Saturday, 17 November 2007
I had a "bad Greek" day yesterday. I watched the news, and understood little. It didn't help matters that my favourite newsreader Emilia had the evening off. I read a couple of pages of "Eleftheros Tipos" (a daily paper), then decided I was too tired. I didn't even look at the Garfield strip.
I'm currently reading "The Autobiography of Light" by Giorgos Grammatikakis (a physics professor at Crete University). This is a large book with over 400 pages, and I'm on page 76. So, unless I want to spend the rest of my life on this book, I thought I'd better read some more. I did a page, and had to look up about 10 words. Not good.

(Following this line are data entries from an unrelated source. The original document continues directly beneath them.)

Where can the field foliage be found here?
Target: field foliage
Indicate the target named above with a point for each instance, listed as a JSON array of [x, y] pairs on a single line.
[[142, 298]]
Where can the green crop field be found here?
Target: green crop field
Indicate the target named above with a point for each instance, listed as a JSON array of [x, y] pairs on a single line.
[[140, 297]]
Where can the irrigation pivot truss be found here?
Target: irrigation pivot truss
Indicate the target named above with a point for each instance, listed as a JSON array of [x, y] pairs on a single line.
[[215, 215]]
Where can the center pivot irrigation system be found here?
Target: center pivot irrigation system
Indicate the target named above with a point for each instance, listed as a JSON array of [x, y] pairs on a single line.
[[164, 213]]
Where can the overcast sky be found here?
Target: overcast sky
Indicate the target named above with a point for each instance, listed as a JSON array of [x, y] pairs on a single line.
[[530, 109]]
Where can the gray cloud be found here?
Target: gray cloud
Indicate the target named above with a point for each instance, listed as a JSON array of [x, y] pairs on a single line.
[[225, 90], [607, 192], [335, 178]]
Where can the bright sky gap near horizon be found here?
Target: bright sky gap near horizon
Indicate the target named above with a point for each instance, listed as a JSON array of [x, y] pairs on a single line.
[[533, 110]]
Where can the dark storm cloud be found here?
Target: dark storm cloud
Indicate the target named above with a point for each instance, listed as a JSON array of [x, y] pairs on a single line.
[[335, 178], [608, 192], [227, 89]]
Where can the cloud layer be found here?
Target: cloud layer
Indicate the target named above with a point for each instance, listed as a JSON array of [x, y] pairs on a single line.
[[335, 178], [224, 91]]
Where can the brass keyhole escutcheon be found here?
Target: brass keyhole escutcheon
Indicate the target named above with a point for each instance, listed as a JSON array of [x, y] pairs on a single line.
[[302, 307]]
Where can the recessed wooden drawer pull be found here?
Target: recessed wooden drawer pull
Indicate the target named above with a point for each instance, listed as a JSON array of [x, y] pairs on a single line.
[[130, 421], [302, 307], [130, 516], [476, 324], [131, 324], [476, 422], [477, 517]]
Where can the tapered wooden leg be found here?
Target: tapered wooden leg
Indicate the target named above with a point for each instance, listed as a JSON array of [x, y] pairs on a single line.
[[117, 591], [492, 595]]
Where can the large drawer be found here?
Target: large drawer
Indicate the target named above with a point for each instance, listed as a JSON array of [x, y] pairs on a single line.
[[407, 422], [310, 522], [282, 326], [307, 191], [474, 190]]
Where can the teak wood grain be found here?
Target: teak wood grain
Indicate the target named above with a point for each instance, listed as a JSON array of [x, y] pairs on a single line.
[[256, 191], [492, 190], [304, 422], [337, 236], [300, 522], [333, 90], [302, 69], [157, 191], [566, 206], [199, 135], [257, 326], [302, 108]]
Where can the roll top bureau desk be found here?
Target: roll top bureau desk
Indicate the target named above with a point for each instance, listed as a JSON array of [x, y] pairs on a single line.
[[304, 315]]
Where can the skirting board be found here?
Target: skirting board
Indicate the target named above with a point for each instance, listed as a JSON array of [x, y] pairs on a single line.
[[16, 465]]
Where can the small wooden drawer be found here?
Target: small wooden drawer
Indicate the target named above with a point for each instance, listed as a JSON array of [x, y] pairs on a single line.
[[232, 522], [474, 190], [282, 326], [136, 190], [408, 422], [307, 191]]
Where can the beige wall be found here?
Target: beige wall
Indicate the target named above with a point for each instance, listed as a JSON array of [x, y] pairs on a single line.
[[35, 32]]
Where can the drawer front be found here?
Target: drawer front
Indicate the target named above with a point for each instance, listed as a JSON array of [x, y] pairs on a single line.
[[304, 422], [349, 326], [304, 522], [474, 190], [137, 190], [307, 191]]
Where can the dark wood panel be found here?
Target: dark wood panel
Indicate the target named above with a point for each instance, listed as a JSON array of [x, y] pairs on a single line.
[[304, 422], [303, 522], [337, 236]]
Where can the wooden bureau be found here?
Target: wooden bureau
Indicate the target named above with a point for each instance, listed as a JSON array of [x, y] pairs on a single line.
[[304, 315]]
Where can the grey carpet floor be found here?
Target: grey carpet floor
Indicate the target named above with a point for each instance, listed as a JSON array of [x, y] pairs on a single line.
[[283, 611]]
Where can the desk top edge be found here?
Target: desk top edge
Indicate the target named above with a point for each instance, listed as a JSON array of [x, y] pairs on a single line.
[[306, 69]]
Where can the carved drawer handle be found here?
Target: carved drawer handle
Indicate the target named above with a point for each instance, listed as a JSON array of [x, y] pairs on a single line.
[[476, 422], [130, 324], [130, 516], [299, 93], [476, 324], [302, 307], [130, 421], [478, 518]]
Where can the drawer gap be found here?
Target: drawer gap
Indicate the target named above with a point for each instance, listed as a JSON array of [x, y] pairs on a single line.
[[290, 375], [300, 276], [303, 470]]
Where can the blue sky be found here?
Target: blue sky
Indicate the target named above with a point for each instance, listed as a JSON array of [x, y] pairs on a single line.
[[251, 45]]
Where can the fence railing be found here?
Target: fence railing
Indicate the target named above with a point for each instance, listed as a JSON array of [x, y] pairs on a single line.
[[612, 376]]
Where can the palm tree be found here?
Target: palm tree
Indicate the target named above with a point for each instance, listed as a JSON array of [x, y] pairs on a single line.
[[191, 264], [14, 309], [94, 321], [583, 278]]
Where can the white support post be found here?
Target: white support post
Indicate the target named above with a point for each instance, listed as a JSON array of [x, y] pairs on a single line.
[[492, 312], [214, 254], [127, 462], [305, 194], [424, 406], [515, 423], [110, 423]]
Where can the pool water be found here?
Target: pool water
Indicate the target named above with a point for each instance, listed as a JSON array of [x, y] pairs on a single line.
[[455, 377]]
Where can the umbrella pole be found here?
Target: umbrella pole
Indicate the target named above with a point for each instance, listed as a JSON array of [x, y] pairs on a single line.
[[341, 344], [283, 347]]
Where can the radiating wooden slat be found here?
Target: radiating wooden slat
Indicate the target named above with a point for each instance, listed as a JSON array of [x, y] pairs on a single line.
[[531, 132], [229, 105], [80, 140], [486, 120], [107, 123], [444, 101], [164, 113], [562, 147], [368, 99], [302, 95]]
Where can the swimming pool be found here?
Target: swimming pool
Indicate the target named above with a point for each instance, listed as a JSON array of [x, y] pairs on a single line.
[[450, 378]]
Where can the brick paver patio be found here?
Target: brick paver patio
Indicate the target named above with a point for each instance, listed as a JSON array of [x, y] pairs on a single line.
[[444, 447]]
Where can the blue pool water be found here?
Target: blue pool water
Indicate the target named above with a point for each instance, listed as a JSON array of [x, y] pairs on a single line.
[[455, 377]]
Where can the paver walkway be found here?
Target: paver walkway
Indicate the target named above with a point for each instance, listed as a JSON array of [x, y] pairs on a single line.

I wonder if Alexis Lemaire has off days? He's the "human computer" who calculated the 13th root of a 200 digit number without the aid of pencil, paper, calculator or a computer. Of course, there's no point asking "why?", any more than you'd ask a weight lifter why they bother when a machine can do so much better.
My mental arithmetic is better than many people - any time I've had the misfortune to be in a bank talking to a financial advisor about mortgages or other money things, there's almost always a point at which I'll say something like "So that would cost x", or "That's about y%", and the salesman (lets face it that's what they are) will say patronisingly, "Let me work out the figures", and spend a few minutes tapping away only to do a double-take when he gets the answer.
But like most people, I'm only really interested in being able to use my brain for things I want to do - I don't want to "exercise" it for its own sake - after all, no-one, not even NASA launching a rocket to Mars, is going to need to know the thirteenth root of a 200 digit number.
The main thing you need to do mental arithmetic is a very good memory. Alexis Lamaire's must be very good indeed. Seeing him on the television, it looked like he didn't need to memorise the 200-digit number, but nevertheless, holding 14 digits of the answer in his head, and intermediate calculations, is something that most of us wouldn't be able to do.
Perhaps with his brain, I could have learned the Greek dictionary off by heart. On the other hand, I wouldn't be able to re-read crime thrillers if I could remember all of the endings.
There's another very good reason not to be a human computer - you don't have the ultimate excuse for not having done something: "I forgot."